Rich with a myriad of flora, the banks of streams and springs running across the Munzur and Pulumur valley national parks enrapture visitors, with piers dotting the Uzunçayır Lake, a favorite spot to stave off the summer heat.
The province's rivers served as host for the World Rafting Championship held in June with the participation of 20 countries. Previous national competitions in rafting, paragliding and water jet and flyboard had also complemented the provinces' waterways.
"This is my first time in Tunceli, we had fun rafting," İlkay Bilgiç, a visitor to the province, told Anadolu Agency. "Tunceli recently caught [national] public attention in Turkey, but it deserves more tourists," Bilgiç said, adding: "Natural beauty and water sports that can be done here should be promoted both at home and abroad."
Avşin Evren, another tourist in the city, said she was glad to see the environment clean and unspoiled, adding: "This is a beautiful place with its people and nature, which everyone must come see, taste and experience."
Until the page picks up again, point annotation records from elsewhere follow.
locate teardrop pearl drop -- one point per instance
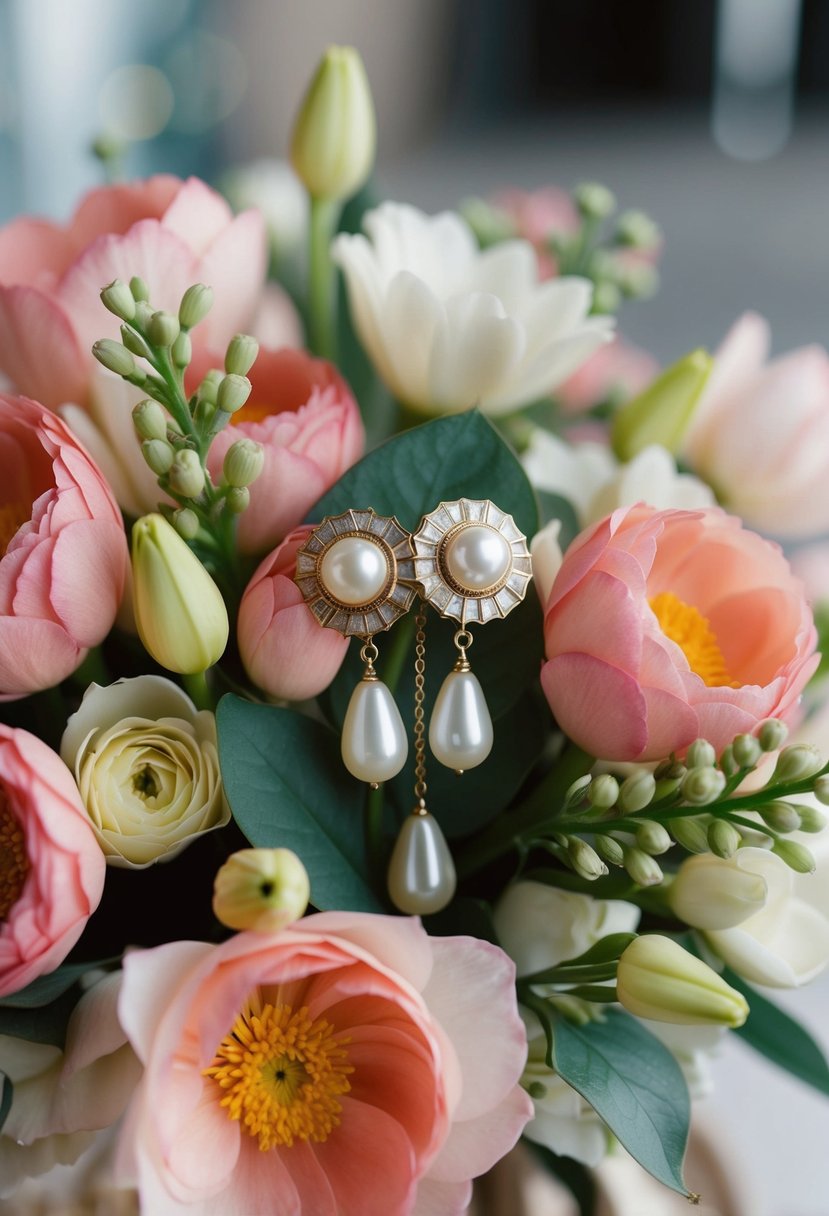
(461, 727)
(374, 746)
(421, 873)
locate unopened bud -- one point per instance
(150, 420)
(703, 786)
(260, 890)
(636, 792)
(653, 838)
(241, 354)
(244, 461)
(118, 298)
(232, 393)
(196, 303)
(158, 455)
(186, 474)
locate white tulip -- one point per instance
(449, 327)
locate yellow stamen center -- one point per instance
(282, 1075)
(13, 860)
(687, 626)
(11, 517)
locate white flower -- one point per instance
(541, 925)
(449, 327)
(147, 769)
(591, 478)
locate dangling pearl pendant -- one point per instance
(422, 876)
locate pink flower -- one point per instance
(347, 1064)
(62, 551)
(169, 232)
(303, 414)
(669, 625)
(282, 646)
(52, 871)
(761, 433)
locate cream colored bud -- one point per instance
(179, 611)
(660, 980)
(241, 354)
(261, 890)
(332, 147)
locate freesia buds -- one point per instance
(179, 611)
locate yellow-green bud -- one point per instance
(661, 412)
(603, 792)
(118, 298)
(196, 303)
(796, 763)
(158, 455)
(723, 838)
(703, 786)
(244, 461)
(114, 356)
(237, 499)
(700, 755)
(796, 856)
(332, 146)
(232, 393)
(261, 890)
(636, 792)
(642, 867)
(660, 980)
(186, 474)
(772, 735)
(150, 420)
(186, 523)
(241, 354)
(653, 838)
(179, 611)
(163, 328)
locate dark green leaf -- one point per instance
(779, 1037)
(287, 787)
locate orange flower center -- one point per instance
(282, 1075)
(13, 860)
(687, 626)
(11, 517)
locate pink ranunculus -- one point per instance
(760, 433)
(169, 232)
(303, 414)
(664, 626)
(350, 1064)
(283, 648)
(54, 868)
(62, 551)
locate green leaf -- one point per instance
(633, 1084)
(779, 1037)
(287, 787)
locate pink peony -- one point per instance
(349, 1064)
(169, 232)
(52, 867)
(62, 551)
(666, 625)
(303, 414)
(760, 434)
(282, 646)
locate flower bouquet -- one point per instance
(421, 781)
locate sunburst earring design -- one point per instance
(356, 574)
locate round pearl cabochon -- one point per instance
(354, 570)
(477, 557)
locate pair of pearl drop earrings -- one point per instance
(359, 573)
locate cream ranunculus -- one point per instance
(449, 327)
(147, 767)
Local tourists visit Tunceli for its nature and activities, said the head of Munzur Adrenaline and Outdoor Sports Club (MADOSK), Nazim Arslan. "The feedback we received from all these tourists was quite positive," Arslan said, adding that the city enjoyed a rapidly increasing potential as compared to the previous years.
Tunceli's antique mosques, castles, churches, bridges and public baths also attract history enthusiasts over a wide region. The 1,200-year-old Ergen Church decorates the city's skyline, as does the 13th-century Elti Hatun Mosque and Çelebi Ali Mosque which dates back to the late 1500s. The majesty of Çemiskezek and Pertek Castles are also worth seeing.